Data and six questions
Where can you get data about the Olympic games? There are services that will sell it to you, but I always try to find freely available data sets. I found two that we'll use this week:
- The main data will come from Codante (https://codante.io/), a Brazilian company that has provided a free API to Olympic information. This is free, so it's limited to 100 requests/minute (which should be more than enough). If they feel that you're making too many requests, then they might block you IP address, so please be nice to them. The API is documented at https://docs.apis.codante.io/olympic-games-english .
- Geographic data about the Olympic venues come from Clockwork Micro (https://www.clockworkmicro.com/), which made shapefiles available in a GitHub repository at https://github.com/clockworkmicro/parisolympics2024 .

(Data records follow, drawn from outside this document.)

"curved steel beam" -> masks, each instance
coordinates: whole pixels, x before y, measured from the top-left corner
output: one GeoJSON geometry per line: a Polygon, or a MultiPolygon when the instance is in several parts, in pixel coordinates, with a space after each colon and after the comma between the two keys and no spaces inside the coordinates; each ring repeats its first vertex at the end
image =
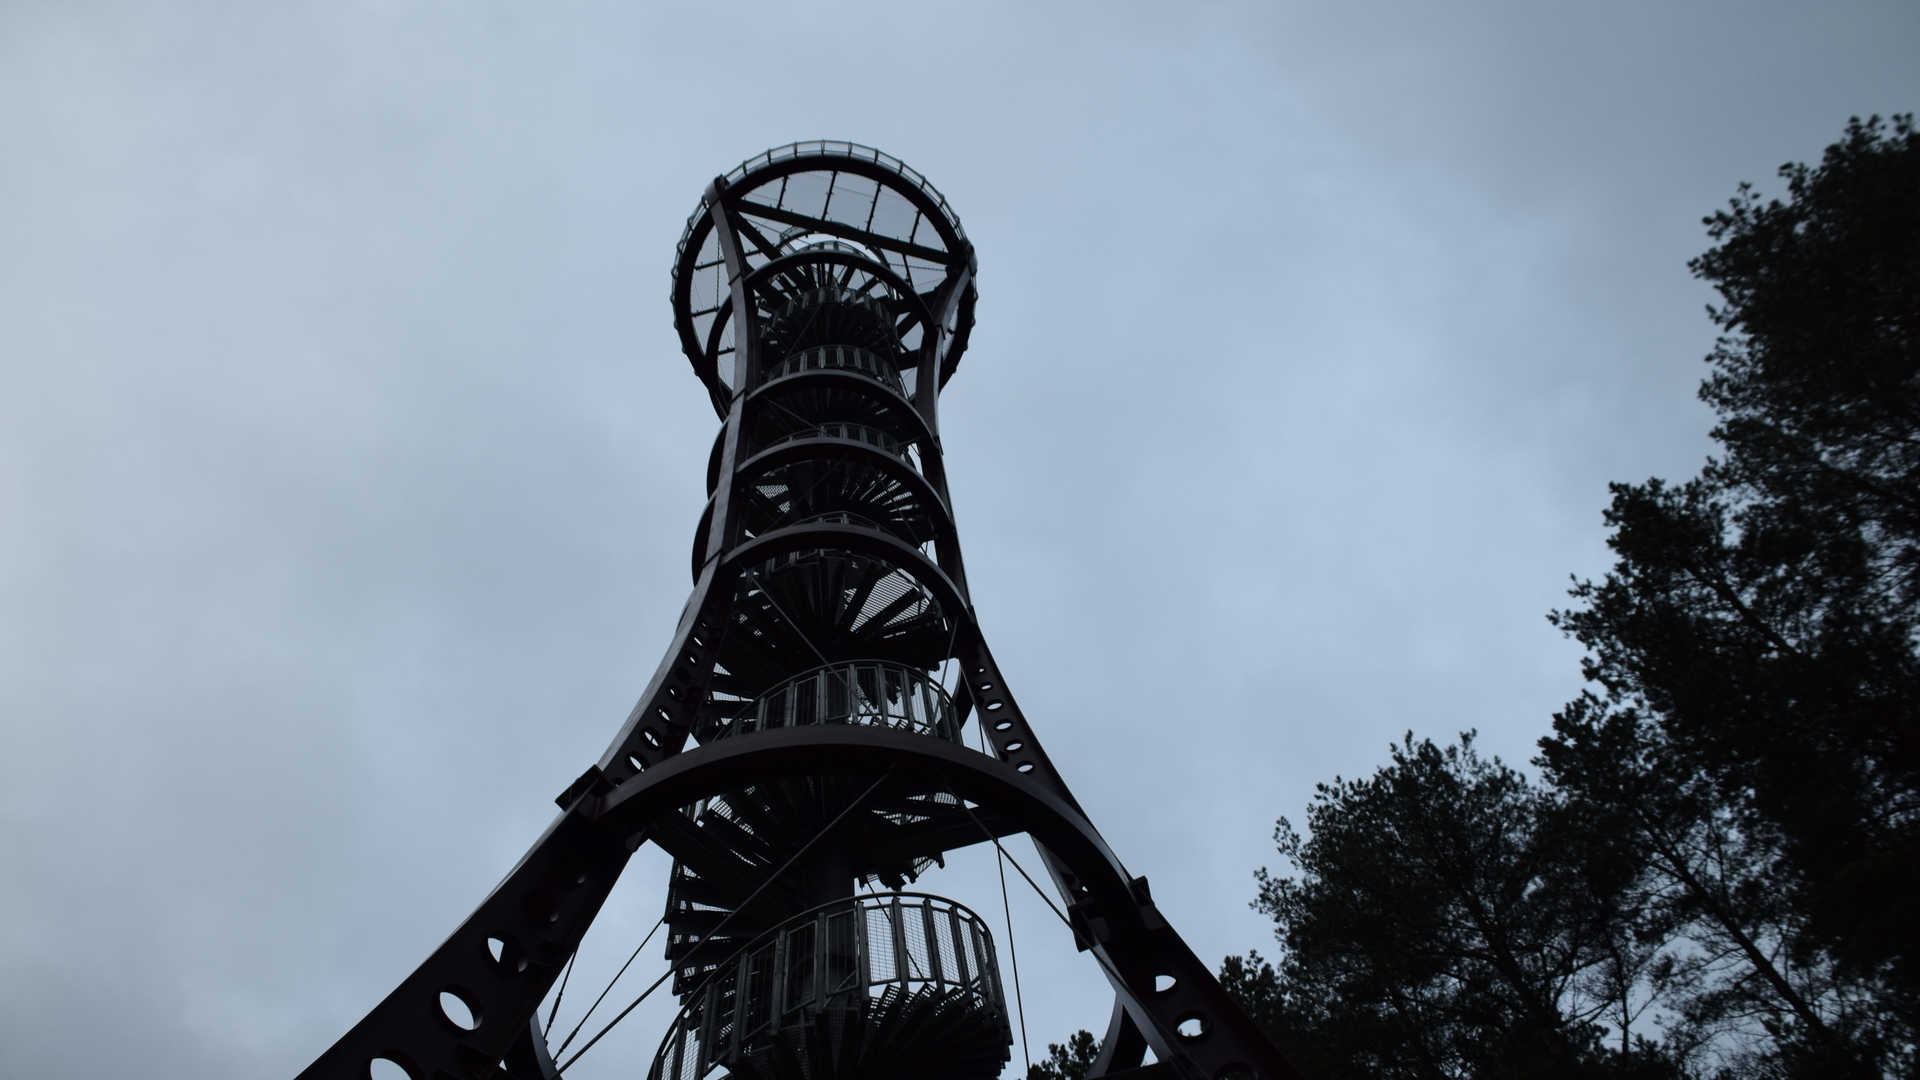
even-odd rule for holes
{"type": "Polygon", "coordinates": [[[1072,872],[1080,884],[1069,908],[1075,936],[1100,958],[1128,1011],[1145,1021],[1160,1060],[1209,1080],[1236,1070],[1262,1080],[1301,1080],[1160,915],[1145,879],[1127,873],[1078,807],[1018,766],[883,728],[780,728],[685,751],[622,784],[592,812],[624,835],[712,794],[722,778],[741,787],[806,776],[880,776],[889,769],[903,781],[937,784],[933,790],[1020,823],[1046,856],[1072,872]],[[1162,979],[1169,980],[1164,989],[1157,985],[1162,979]]]}
{"type": "Polygon", "coordinates": [[[661,815],[722,791],[808,776],[881,776],[948,791],[1018,821],[1082,883],[1069,908],[1075,936],[1101,961],[1128,1011],[1146,1021],[1157,1056],[1182,1075],[1218,1080],[1246,1069],[1298,1080],[1154,907],[1077,809],[1016,768],[944,740],[886,729],[782,728],[680,753],[617,788],[590,785],[460,928],[300,1080],[364,1080],[376,1057],[425,1078],[492,1075],[551,989],[612,890],[629,853],[661,815]],[[498,943],[499,959],[489,939],[498,943]],[[1156,980],[1172,985],[1156,989],[1156,980]],[[478,1024],[440,1012],[458,994],[478,1024]],[[435,1024],[421,1020],[437,1016],[435,1024]],[[1183,1026],[1195,1029],[1183,1035],[1183,1026]],[[1260,1060],[1244,1060],[1247,1048],[1260,1060]],[[1261,1048],[1267,1053],[1260,1053],[1261,1048]]]}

We'll also use the pycountry
package on PyPI (https://pypi.org/project/pycountry/).
I have six tasks and questions for you this week. The learning goals include retrieving data from APIs, working with data from different sources, grouping, applying functions to a data frame, and also some work with GeoPandas. I'll be back tomorrow with my detailed solutions, including the Jupyter notebook I used in my solutions.
- Using the API from
apis.codante.io
, download all of the per-country medal information. As of this writing, the country API has a total of five pages to download; you'll want to combine them into a single data frame. Set the index to be the 3-letter country ID. - What countries don't seem to have any continent? What's the deal with them?